Paris 2024 Comparisons
To continue my analysis, I scraped the Olympics website for data on the 2024 Paris Olympics to compare the new and modern Olympics to the historical data.
Gender Comparison
As we explored previously, historically the Olympics skewed male, but this has been changing in more modern games so I wanted to create a bar chart to demonstrate this change.

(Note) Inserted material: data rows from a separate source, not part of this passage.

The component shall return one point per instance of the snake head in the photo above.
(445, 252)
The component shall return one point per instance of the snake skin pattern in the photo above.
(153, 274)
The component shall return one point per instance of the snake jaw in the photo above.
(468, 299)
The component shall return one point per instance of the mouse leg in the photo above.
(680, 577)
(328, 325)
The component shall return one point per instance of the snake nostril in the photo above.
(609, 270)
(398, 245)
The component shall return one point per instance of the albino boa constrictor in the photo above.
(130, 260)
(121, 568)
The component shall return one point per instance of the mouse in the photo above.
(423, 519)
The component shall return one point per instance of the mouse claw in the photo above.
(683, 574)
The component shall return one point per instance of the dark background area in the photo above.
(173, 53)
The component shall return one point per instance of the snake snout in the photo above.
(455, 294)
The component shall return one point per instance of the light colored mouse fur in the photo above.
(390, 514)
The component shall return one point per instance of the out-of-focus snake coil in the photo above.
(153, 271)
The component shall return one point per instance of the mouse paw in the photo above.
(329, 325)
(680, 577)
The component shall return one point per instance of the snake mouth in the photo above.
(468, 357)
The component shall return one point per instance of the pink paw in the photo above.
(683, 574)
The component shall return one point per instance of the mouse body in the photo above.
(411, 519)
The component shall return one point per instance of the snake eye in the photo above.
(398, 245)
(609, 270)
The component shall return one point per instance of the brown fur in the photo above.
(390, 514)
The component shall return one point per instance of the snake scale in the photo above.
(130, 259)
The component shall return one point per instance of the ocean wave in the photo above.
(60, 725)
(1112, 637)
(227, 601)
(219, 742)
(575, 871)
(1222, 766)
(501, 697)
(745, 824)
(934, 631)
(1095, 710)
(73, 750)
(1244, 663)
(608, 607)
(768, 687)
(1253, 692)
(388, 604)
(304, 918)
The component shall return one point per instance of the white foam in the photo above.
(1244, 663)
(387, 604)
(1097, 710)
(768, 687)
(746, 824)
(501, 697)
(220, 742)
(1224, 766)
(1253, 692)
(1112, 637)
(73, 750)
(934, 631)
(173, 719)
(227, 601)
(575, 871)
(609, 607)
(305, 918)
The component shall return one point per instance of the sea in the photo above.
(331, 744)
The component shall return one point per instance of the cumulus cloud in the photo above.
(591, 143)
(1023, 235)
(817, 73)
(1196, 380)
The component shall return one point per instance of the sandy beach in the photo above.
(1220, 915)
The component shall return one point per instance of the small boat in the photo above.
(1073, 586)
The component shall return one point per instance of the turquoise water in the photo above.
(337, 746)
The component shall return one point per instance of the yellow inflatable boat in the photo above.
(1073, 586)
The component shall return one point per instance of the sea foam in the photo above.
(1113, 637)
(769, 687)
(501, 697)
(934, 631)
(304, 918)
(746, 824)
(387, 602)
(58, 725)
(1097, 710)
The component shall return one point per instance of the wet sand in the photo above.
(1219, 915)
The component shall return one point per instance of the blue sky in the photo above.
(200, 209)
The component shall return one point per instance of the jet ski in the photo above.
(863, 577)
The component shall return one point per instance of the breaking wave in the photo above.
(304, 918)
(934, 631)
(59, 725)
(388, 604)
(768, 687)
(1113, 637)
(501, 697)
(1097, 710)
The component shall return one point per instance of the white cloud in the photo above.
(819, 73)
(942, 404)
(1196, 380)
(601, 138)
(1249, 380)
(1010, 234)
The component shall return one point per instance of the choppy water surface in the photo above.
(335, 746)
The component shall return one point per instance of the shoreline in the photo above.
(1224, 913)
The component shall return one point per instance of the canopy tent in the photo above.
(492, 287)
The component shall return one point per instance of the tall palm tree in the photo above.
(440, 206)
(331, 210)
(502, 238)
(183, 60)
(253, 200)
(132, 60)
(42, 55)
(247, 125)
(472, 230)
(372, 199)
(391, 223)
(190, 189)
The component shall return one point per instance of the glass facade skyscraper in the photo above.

This graph clearly demonstrates how the demographics of the Olympics have been changing over time. Previously, it looks like the ratio was 3:1 Male to Female, but this year, the ratio has equalized. Since the Paris Dataset is not a complete data set like the Combined Olympics one, we see that more female athletes happen to be in the dataset, even though men still outnumbered women in Paris.
Sentiment/Text Analysis
Finally, I thought it would be interesting to explore what emotions are included in the general interest variables for the athletes. These describe the athlete personally and professionally and are generally written in a positive light, so I expect the results to be generally positive. I removed words that would be difficult to interpret or wouldn’t be helpful, like olympics and games and other similar words. I also removed any words that included numbers or non alphabetical words, and any word that only had 2 characters or less. I also removed names of sports.
First, I found the word counts, then visualized them, and then did a sentiment analysis.
# A tibble: 1,550 × 2
word n
<chr> <int>
1 university 22
2 coach 20
3 high 17
4 team 17
5 life 15
6 athletes 14
7 day 14
8 year 14
9 jump 13
10 school 13
# ℹ 1,540 more rows
The top words include university, high and school, team, coach, life. Likely these athletes are describing their path to the olympics (university, or high school, maybe through a coach), and generally their lives which probably revolve around their teams and their coaches. I decided to create a visualization of these words to show the most prevalent words and see if there are any other interesting words included.
In this visualization, we also see the athletes describe training, winning, work, and family.
Finally, I explored the sentiment analysis using the NRC lexicon to rate each score on what sentiment it conveys.
As expected, many of the words seem to display positive, trusting, anticipation, and joy sentiments. There is significantly less words that have anger, disgust, sadness, or surprise. Although, there is quite a few negative words. This could be words that are describing the hard work that athletes have to endure.
Conclusion
Age, Height, and Weight are all slightly higher for Medalists compared to non-medalists
The US has the highest win rate out of any currently active nations
The US is most successful in the Summer Olympics for medal counts
Gender Inequality in the Olympics has decreased over the years
Athletes’ descriptions of their General Interests are typically positive.